庶民の間で伝わった話を元にしているグリム童話に対して、貴族の子女向けに編まれたペローの話は全体的に品が良く登場人物も穏和とされます。最たるものが「サンドリヨン(シンデレラ)」で、グリム童話では最後に継姉たちは鳩に目をくり抜かれますが、ペローの話ではサンドリヨンにこれまでの仕打ちを詫び、サンドリヨンもふたりを許して然るべき縁談を用意して丸く納まりハッピーエンドを迎えます。

「眠れる森の美女」も同じ傾向にありますし、私見では加えて登場人物の矜持が高くて知的。何より、グリム童話は現実的な記述でファンタジー要素を損ねていくような印象があったのに対して、1世紀遡るペローの時代はまだ古い信仰が生きていたのか、現実的な描写がファンタジーを活かす効果を持つような記述が多いように感じました。

グリム童話とは大まかな流れが同じながら、それぞれの展開に至る理由がおよそ逐一異なり、個人的にはそのどれもが心地よかったです。たとえば、グリム童話ではいばらが「城が全然見えなくな」るくらいに生い茂り、第2版以降では「屋根の上の旗すら見えないほど」とわざわざ描写が追加されます。それでは百年後に誰もが城を忘れてしまうだろうし、王子が城と姫に興味を持つきっかけも得にくいのではという疑問は前回の記事で書きました。

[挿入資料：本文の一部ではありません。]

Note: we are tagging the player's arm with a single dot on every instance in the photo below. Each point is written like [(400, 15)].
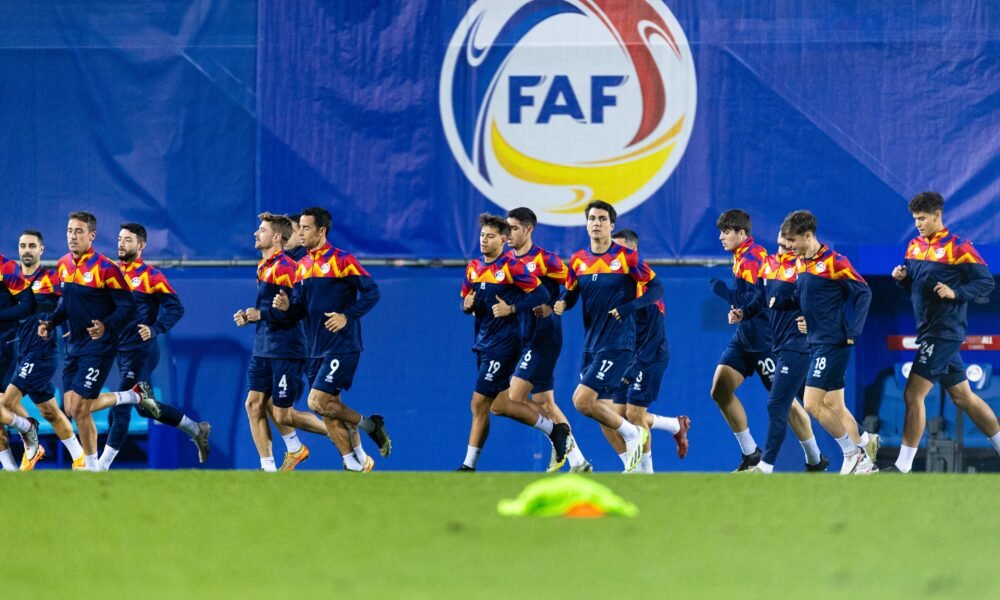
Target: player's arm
[(859, 300)]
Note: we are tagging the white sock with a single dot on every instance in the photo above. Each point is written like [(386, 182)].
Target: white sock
[(905, 460), (21, 424), (188, 426), (811, 450), (471, 456), (747, 445), (668, 424), (352, 462), (646, 462), (292, 443), (628, 431), (7, 460), (73, 447), (544, 425), (575, 457), (995, 440), (107, 457), (126, 397), (846, 445)]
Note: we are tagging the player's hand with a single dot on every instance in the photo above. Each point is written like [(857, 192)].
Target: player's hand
[(502, 309), (335, 322), (280, 301), (543, 311), (944, 291), (96, 329)]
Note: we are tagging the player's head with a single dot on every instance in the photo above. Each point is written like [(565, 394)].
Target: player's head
[(734, 228), (600, 219), (80, 232), (294, 241), (627, 238), (799, 232), (927, 209), (314, 226), (273, 232), (30, 247), (493, 232), (522, 223), (131, 241)]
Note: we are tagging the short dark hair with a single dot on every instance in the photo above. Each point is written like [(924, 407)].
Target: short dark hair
[(736, 219), (498, 223), (34, 232), (137, 229), (524, 215), (86, 217), (628, 235), (798, 223), (320, 215), (601, 204), (927, 202), (280, 223)]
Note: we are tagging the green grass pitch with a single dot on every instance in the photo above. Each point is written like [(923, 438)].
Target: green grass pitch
[(187, 534)]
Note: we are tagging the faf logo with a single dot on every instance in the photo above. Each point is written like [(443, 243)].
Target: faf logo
[(554, 103)]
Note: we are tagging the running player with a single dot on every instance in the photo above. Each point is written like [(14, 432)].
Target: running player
[(278, 363), (834, 300), (533, 377), (641, 382), (496, 288), (749, 350), (791, 356), (97, 304), (943, 273), (158, 309), (606, 276), (36, 363), (332, 293)]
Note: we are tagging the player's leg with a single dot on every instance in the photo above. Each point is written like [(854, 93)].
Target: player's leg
[(336, 375), (602, 373)]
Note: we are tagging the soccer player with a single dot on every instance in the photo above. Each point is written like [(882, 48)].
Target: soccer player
[(278, 363), (332, 293), (294, 247), (943, 272), (606, 276), (641, 382), (749, 350), (496, 288), (791, 356), (158, 309), (834, 300), (542, 331), (36, 363), (16, 302), (97, 304)]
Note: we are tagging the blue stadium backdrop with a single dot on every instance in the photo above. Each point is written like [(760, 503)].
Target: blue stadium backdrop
[(409, 118)]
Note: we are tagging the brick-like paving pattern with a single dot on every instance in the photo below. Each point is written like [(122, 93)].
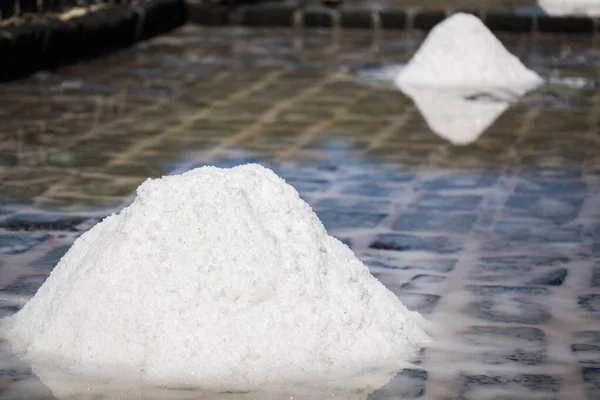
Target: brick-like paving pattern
[(497, 242)]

対してペロー童話では、いばらが姫の眠る塔の先端だけは遠くから見える程度に生い茂り、百年後に王子は塔の先端を見て興味を持ち人に尋ねるという納得のいく展開。ほとんどの人は適当な噂話しか語れず、ただひとり、50年以上前に父親から聞いたことを覚えていた老人だけが真相を王子に話すことができたというのも、伝承の性質をよく踏まえた上で百年の経過がよく示されています。

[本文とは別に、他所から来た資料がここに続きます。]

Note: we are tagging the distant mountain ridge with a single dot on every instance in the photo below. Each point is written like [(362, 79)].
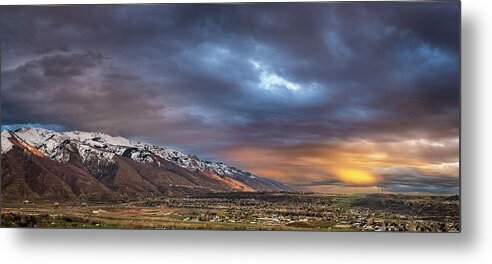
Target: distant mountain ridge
[(76, 165)]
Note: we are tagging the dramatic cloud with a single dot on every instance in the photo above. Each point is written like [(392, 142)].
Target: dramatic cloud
[(306, 93)]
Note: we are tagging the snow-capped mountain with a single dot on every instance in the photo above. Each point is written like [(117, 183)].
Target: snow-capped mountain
[(107, 159)]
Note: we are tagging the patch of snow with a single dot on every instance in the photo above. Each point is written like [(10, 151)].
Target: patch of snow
[(6, 144)]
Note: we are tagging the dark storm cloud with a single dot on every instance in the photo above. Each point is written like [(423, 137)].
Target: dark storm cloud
[(206, 77)]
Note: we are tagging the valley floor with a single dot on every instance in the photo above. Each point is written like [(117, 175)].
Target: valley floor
[(249, 211)]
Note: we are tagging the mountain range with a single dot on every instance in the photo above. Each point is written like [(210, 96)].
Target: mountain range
[(41, 164)]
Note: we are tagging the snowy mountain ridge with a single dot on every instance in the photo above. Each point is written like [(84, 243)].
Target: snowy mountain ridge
[(101, 146)]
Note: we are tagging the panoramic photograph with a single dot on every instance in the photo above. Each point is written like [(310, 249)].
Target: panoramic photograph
[(341, 116)]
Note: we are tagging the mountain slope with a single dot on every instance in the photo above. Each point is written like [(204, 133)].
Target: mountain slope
[(43, 164)]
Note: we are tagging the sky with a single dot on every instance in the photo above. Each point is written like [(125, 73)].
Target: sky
[(332, 97)]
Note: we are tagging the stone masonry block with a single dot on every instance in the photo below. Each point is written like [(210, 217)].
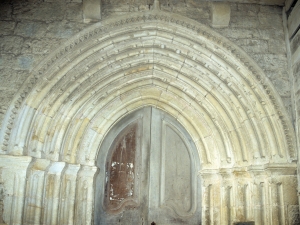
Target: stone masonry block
[(91, 10), (220, 14)]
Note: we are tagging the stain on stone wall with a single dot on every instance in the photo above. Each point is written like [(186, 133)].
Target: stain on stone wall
[(30, 30)]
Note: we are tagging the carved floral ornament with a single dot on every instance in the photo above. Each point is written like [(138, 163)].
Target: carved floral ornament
[(207, 83)]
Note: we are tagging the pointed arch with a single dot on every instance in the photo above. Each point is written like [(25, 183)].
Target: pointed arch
[(214, 89)]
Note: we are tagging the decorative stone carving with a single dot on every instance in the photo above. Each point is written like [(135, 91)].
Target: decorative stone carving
[(220, 14), (214, 90), (33, 206), (85, 195)]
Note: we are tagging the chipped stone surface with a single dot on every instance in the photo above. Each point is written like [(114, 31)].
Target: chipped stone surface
[(248, 156)]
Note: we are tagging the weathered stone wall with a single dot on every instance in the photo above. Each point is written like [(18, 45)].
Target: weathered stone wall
[(292, 12), (30, 30)]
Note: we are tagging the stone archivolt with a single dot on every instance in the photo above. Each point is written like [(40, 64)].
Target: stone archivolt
[(208, 84)]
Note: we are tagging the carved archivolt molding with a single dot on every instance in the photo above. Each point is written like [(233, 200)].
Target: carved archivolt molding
[(207, 83)]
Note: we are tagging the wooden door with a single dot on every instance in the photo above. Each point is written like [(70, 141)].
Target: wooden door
[(148, 168)]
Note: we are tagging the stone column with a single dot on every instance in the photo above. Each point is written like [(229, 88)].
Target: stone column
[(51, 197), (34, 192), (12, 185), (85, 195), (67, 195)]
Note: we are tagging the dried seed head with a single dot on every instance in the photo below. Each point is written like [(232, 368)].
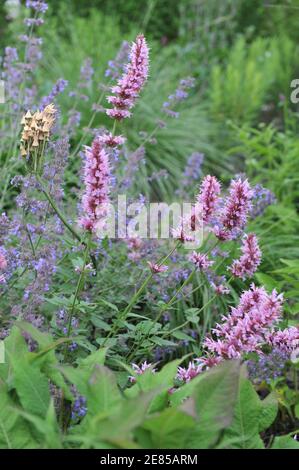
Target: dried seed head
[(36, 130)]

グリム童話との違いで特に好きなのが、死の予言を緩和する仙女が「百年後に王子様が目覚めさせてくれる」と明言することで王子の存在に必然性が持たされるところ、それでいて王子は眠る姫に跪くと姫が目を覚まし、「眠った相手に勝手にキスする」という展開がないところ、そして百年の眠りに王と女王は除外され彼らの人生においては死ぬまで姫が失われており、不可抗力とはいえ仙女に無礼を働いた報いをきっちり受けているところです。王と王妃が健在なら百年間の国も問題なかろうと思いやすいところも気持ち良い。

◉ 新展開:人喰い姑との攻防戦

グリム童話との一番の違いは、いばら姫が結婚しても話が終わらないところです。王子の母親は人食い族でした! 王子の留守中に姫も生まれた子ども2人も食べちゃうぞ! という後日譚があるところ。突然の血なまぐさい展開に「穏和なペロー童話とは?」と戸惑いも覚えますが、この後日譚のおかげでやっと姫が主人公の面目を躍如したような印象を覚えました。

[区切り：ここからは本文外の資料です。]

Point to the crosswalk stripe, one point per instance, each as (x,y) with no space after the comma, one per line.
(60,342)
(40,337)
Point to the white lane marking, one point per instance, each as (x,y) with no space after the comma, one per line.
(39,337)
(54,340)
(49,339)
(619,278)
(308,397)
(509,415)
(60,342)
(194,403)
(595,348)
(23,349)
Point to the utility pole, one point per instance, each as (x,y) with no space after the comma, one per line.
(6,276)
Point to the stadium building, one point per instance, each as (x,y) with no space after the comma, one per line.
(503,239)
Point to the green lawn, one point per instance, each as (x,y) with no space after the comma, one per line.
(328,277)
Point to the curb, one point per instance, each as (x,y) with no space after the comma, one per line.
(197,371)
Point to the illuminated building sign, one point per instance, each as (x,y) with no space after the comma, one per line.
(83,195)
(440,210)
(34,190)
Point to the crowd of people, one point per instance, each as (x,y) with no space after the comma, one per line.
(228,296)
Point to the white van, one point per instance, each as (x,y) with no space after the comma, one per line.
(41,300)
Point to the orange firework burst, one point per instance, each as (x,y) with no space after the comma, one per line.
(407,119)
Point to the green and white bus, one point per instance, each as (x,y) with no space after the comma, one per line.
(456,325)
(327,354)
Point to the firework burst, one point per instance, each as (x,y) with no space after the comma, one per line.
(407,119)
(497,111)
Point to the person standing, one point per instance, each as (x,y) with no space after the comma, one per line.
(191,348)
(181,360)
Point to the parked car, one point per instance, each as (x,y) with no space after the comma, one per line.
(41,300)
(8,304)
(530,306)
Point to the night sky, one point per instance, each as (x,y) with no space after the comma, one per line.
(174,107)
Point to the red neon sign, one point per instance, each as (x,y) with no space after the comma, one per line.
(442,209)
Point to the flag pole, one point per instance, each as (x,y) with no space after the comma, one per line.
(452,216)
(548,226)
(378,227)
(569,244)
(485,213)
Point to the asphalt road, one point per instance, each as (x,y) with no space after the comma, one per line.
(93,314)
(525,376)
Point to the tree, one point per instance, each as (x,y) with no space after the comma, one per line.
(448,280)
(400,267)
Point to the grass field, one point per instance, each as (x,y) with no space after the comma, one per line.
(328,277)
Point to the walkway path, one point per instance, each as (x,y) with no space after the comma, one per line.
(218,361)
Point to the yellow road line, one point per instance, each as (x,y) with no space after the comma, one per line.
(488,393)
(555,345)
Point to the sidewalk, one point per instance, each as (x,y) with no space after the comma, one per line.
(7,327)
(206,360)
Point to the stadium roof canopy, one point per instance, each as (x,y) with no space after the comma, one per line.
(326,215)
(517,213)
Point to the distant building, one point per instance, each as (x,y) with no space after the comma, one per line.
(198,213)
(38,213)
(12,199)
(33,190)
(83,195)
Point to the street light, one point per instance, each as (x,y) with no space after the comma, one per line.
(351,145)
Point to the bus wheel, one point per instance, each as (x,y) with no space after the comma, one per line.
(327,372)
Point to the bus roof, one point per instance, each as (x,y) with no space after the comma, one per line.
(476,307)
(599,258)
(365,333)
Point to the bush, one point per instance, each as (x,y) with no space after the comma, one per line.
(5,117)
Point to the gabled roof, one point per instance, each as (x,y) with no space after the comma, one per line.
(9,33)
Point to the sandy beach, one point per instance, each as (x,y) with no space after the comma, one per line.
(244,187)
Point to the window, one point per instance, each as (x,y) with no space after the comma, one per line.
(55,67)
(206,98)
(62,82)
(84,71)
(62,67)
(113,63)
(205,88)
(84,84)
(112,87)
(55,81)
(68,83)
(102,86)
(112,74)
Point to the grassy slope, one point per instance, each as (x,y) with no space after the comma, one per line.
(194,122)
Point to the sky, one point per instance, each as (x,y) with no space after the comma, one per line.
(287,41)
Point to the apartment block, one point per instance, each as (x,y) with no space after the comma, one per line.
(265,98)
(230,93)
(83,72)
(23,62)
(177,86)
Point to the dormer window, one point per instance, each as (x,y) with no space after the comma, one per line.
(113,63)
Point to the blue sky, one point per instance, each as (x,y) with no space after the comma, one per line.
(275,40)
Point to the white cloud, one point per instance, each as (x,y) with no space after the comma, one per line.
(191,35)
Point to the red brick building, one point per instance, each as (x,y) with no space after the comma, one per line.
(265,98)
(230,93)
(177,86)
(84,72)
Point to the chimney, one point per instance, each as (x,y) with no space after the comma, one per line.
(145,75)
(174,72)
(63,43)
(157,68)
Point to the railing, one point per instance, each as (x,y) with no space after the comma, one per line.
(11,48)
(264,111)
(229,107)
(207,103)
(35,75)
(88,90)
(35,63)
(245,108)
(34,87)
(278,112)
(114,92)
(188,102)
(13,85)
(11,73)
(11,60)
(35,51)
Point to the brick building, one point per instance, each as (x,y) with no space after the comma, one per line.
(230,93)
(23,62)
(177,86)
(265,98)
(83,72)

子ども時代、不可抗力とはいえ父の不手際で命を落としかけた姫は、代理母的存在である仙女の助けによって命を繋ぎます。そして結婚し、子どもも生まれ、母になった時、改めて己と子どもに命の危機が訪れますが、今度は自らの意思を示すことで何とか間を繋ぎ、再び王子に救われ、今度こそは己や子の命を狙う存在が打倒される。前半と後半が見事な“対句”になっています。

そして対句として姫の行動を見るとなかなかに面白い。前半では仙女たちの予言とおりに成長し、眠り、目覚めるだけでしたが、後半でも姑が自分を食べたがっていると聞かされて姫はただ受け入れます。一貫して姫は自分に降りかかる運命に従う姿勢を示し、それで命を繋いでいるのは父権社会的に見れば「意志薄弱な女が男にとって都合が良い」ということになるのでしょうが、古い信仰形態から見ると運命の女神に愛された女(巫女)は死すら静かに従うという、常人には畏怖を抱かせる姿のように感じます。後者の見方の場合、死を受け入れる姫に前言を撤回して匿うことにする料理人は「姫が逆らわなかったから自分の支配下にある存在として守ることにした」ではなく「巫女の神聖さに畏怖を抱いて姑から鞍替えした」となりそうです。

とは言え、最終的な解決の鍵が今回も王子(この時は王になっている)なのは、やはり父権社会の表れとみなすべきでしょうか。王が現れた途端、母親が何の説明も弁解もなくすべての思惑を放り投げて自死する展開を「母殺しを回避するために考えられた描写」とする論文もありましたが、個人的には父権制の絶対感を見ましたし、変に出しゃばらないことで話の焦点が嫁と姑の対立からブレない効果もあって良かったかと。あるいは単に王子の登場で姑は為すすべもなく自滅したのではなく、己に従っていたはずの周囲の人間が誰も自分のために王子へ弁明することもなかったため、孤立無援を悟って自ら終わらせたと解すべきかもしれません。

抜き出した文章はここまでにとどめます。